To start out, this popped into my head because I started a new Woman’s Self-Defense class and a couple of the girls tried the techniques on some guy friends and told me that they didn’t work. I asked them to show me what they did and they clumsily tried to wrap my arm up into something that didn’t resemble anything we did the class before; so of course it didn’t work. These girls have ability and seem interested but after seeing the technique and practicing a couple of times they usually stop and wait.
It can get boring drilling something over and over again but the payoff is that when you need to do it, you can do it and if you practice perfectly OVER AND OVER AND OVER, many times over, you do it perfectly each time.
Life is not a montage and although every movie makes it look like a skill can be mastered in 5 minutes.
The techniques involved in combat sports or self-defense need to be practiced much more than most sports. These techniques and moves need to be applied while someone is punching and fighting against you and you can never expect to pull off something that you’ve trained twice and stopped.

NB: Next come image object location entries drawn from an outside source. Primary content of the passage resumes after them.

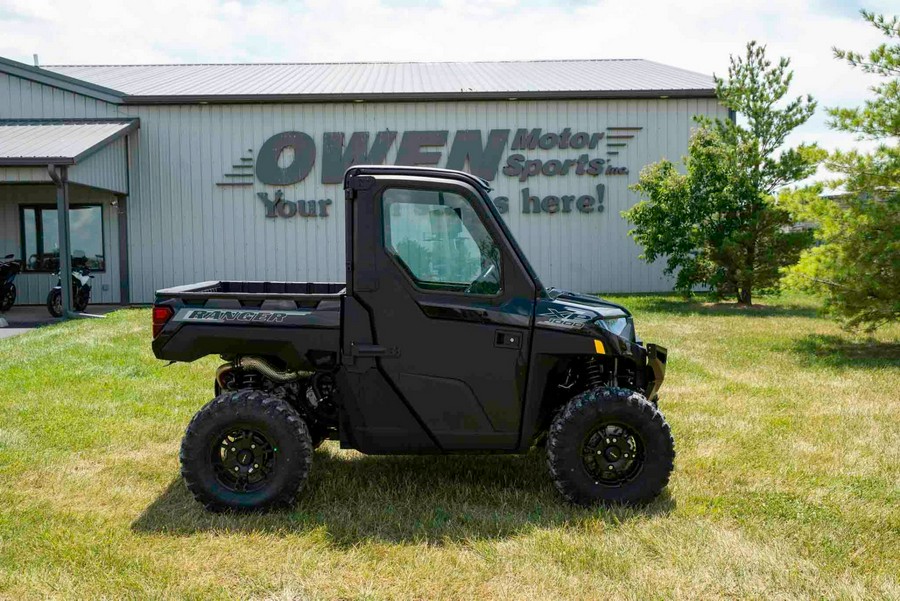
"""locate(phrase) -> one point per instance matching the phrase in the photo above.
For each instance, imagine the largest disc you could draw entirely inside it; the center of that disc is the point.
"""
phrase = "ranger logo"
(205, 315)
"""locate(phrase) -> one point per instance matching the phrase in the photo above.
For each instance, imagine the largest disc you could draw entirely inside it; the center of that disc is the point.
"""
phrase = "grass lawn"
(787, 482)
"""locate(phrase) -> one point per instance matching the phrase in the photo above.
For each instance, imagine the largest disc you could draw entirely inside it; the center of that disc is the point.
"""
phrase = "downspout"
(60, 177)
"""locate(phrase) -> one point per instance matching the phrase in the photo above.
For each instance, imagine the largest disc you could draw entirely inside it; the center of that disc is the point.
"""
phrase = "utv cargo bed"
(287, 320)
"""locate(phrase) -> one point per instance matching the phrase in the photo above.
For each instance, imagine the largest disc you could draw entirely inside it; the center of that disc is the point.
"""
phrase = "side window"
(440, 241)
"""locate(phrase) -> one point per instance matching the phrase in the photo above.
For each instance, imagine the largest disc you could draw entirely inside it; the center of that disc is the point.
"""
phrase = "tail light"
(161, 316)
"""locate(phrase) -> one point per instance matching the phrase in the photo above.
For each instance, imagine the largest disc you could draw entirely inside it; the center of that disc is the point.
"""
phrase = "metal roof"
(57, 142)
(318, 82)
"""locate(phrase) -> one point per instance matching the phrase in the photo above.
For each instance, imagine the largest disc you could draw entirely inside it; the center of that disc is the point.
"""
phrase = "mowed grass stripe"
(787, 482)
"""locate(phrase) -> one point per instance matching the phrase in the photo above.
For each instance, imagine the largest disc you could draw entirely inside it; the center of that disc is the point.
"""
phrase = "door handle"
(458, 312)
(373, 350)
(507, 339)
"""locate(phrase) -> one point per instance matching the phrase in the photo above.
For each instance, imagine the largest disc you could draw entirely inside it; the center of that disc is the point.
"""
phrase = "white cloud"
(698, 35)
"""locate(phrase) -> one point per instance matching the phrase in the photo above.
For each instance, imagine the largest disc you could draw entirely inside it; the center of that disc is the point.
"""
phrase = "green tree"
(856, 262)
(717, 223)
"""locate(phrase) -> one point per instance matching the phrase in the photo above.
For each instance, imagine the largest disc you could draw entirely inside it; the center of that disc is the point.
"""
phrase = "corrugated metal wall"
(104, 169)
(184, 228)
(33, 287)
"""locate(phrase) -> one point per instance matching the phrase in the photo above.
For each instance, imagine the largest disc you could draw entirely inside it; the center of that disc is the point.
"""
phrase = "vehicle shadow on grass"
(682, 306)
(838, 351)
(356, 498)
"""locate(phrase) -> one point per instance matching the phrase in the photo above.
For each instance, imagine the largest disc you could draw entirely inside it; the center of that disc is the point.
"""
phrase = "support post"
(124, 279)
(60, 177)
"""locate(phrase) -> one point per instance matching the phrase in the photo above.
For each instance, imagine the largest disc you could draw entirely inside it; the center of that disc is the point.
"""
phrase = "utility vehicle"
(442, 340)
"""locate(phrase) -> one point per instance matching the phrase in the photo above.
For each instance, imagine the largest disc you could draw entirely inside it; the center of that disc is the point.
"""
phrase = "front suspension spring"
(594, 372)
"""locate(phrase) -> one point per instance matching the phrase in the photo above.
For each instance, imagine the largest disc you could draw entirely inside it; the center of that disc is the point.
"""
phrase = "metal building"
(183, 173)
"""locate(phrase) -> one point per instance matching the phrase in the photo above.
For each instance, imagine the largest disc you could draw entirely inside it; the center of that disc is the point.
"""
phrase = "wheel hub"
(243, 459)
(613, 454)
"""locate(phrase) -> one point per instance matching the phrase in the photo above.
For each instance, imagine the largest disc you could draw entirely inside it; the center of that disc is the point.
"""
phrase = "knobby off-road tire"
(7, 297)
(246, 450)
(54, 303)
(610, 446)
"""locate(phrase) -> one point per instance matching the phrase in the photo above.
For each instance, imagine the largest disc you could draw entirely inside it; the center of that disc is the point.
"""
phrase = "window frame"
(398, 261)
(38, 208)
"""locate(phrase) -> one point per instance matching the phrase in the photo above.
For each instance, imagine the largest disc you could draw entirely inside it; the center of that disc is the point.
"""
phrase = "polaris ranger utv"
(443, 340)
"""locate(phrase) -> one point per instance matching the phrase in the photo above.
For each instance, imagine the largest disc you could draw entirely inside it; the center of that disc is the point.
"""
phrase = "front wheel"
(81, 298)
(7, 297)
(54, 302)
(610, 446)
(246, 450)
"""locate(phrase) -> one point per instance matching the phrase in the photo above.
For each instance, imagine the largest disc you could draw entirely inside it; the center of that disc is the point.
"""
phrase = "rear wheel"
(7, 297)
(81, 299)
(610, 445)
(246, 450)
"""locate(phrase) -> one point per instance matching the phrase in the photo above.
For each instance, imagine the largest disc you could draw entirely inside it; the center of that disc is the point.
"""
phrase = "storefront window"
(40, 237)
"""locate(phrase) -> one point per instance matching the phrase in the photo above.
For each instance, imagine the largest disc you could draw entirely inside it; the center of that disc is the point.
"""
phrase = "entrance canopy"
(93, 151)
(90, 152)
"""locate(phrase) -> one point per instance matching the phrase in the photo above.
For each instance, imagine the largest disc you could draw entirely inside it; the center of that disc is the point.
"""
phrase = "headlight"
(620, 326)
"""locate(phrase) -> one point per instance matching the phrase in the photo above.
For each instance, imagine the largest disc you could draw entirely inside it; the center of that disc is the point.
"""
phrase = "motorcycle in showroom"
(9, 269)
(81, 288)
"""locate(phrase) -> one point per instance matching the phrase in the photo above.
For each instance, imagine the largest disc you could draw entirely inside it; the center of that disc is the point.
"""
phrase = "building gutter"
(420, 97)
(62, 82)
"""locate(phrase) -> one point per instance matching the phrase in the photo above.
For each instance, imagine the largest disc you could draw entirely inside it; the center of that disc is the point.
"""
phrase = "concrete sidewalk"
(27, 317)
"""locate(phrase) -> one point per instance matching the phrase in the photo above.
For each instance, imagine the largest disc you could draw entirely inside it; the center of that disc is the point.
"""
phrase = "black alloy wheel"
(54, 303)
(7, 297)
(246, 450)
(613, 454)
(243, 458)
(610, 446)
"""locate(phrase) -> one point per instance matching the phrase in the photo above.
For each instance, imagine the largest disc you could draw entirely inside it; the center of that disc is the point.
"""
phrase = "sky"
(698, 35)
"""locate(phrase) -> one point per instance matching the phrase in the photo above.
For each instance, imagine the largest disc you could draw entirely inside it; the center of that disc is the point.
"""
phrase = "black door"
(451, 309)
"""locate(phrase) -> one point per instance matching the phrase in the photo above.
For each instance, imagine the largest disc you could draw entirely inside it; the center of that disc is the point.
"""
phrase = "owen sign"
(289, 158)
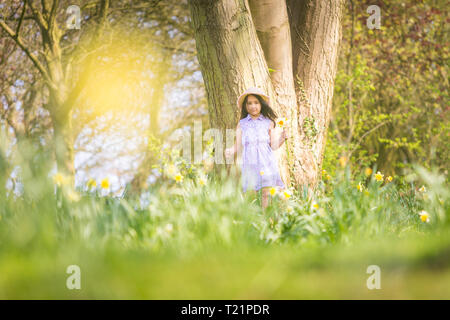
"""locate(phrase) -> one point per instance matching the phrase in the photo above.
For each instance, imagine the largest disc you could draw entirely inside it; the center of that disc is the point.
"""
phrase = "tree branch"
(30, 55)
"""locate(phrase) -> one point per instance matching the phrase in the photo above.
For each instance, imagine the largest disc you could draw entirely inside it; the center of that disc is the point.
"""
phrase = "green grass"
(211, 242)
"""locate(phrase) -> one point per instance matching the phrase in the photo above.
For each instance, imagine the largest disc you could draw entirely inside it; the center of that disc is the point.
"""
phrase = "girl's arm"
(237, 147)
(275, 142)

Don’t waste your time while you’re in class, you might as well get the most out of it while you’re there not matter how ‘boring’ training is. The best athlete are always the ones that are hitting the bags after class and finding a training partner to work drills outside of class time. Take Wayne Gretzky for example, his skills weren’t built in the ice time that his local leagues allowed. His dad would train him hard every day and when he was on the ice he made the most of his time there. Every great athlete is the same and they’re great because they go above and beyond.
I see the same thing at every gym I teach at, even competitive gyms. I’ll show a technique or a drill and a student will try it once and assume that they’ve got it. When I see students standing around while others are drilling techniques I usually try various ways to show them that they don’t know the technique as well as they think they do. Usually every class, the same people are spending almost no time learning the techniques while the one’s that drill consistently are getting better every day and dominating in sparring sessions.
I’ve spent hours only throwing a jab. Jabbing at different angles, throwing multiple jabs, changing levels and just going until it felt like my arm was going to fall off. Each time after, trying to go longer and harder so that could make my jab the best it could be
Gyms in Thailand are notorious for doing the same. Throwing only swing kicks for an hour straight and training clinch work twice a day for an hour each. Anyone who’s rolled in Submission Wrestling or BJJ knows the difference between someone who’s done a triangle choke thousands of times and the guy who’s trained it 50 times.
Often, mostly with grappling, students fly threw techniques in a sloppy mess, gumming everything up but assuming that they have it down. Slow everything down! Practice doesn’t make perfect, perfect practice makes perfect. Start out nice and slow making sure each movement is exactly right and once you get comfortable with everything then add some speed. If you don’t understand something, you think you have a part wrong or just have any questions ask the instructor and start over drilling consistently until you know that technique inside and out; perfectly.
You know why a black belt in BJJ is good and could choke out a white belt in less than a minute? He’s drilled his techniques a million times.
In an attempt to drive home a point: life is not a montage, take advantage of the time you have to train and skill takes hard work and practice.
So like Ralph Macchio from Karate Kid, PRACTICE PERFECT!